As a practising architect, educator, author and a pioneer in the movement for the conservation of architectural heritage, Prof Mumtaz has been a leading influence in raising the standards of architectural design, both in general as well as in the search for a contemporary and appropriate form of architecture that responds to Pakistan’s unique climate, economy and materials while at the same time staying rooted in the indigenous culture.

He has been a member of several architecture juries and has lectured widely across Europe and Asia. He was also a member of the Steering Committee of the Aga Khan Award for Architecture (1981-84).

He has authored the books ‘Architecture in Pakistan’ (Concept Media, Singapore, 1985) and ‘Modernity and Tradition: Contemporary Architecture in Pakistan’ (Oxford University Press, Pakistan, 1999). He has also contributed chapters and articles to several publications on heritage and other contemporary issues concerning architecture.

As founder president of Anjuman Mimaran (1988), he pioneered research, documentation and raising awareness of architectural heritage within Pakistan. He is also a founder member of the Lahore Conservation Society. He was awarded Tamgha-i-Imtiaz in 1993 and Sitara-e-Imtiaz in 2019 by the Government of Pakistan for his services to architecture.

As an artist, his work has been exhibited in several galleries in Pakistan and in London from 1957 to 1967, and is currently included in the permanent collection of the Pakistan National Council of Arts in Islamabad and the Lahore Art Council’s Permanent Art Gallery.

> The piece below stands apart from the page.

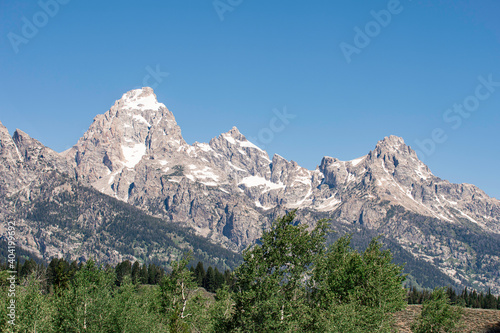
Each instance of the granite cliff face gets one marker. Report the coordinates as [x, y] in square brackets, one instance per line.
[228, 190]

In 1967 he decided to stop painting as a protest against the capitalist manipulation of art. However, he continued to employ his artistic skills in designing and painting a number of posters for progressive labour, peasant and student organisations as a political activist and thinker in the 1970s.

His artistic skills have continued to be employed throughout his career for architectural renderings in watercolour, pen & ink and pencil on tracing paper. The present exhibition is a showcase of his most recent set of architectural renderings.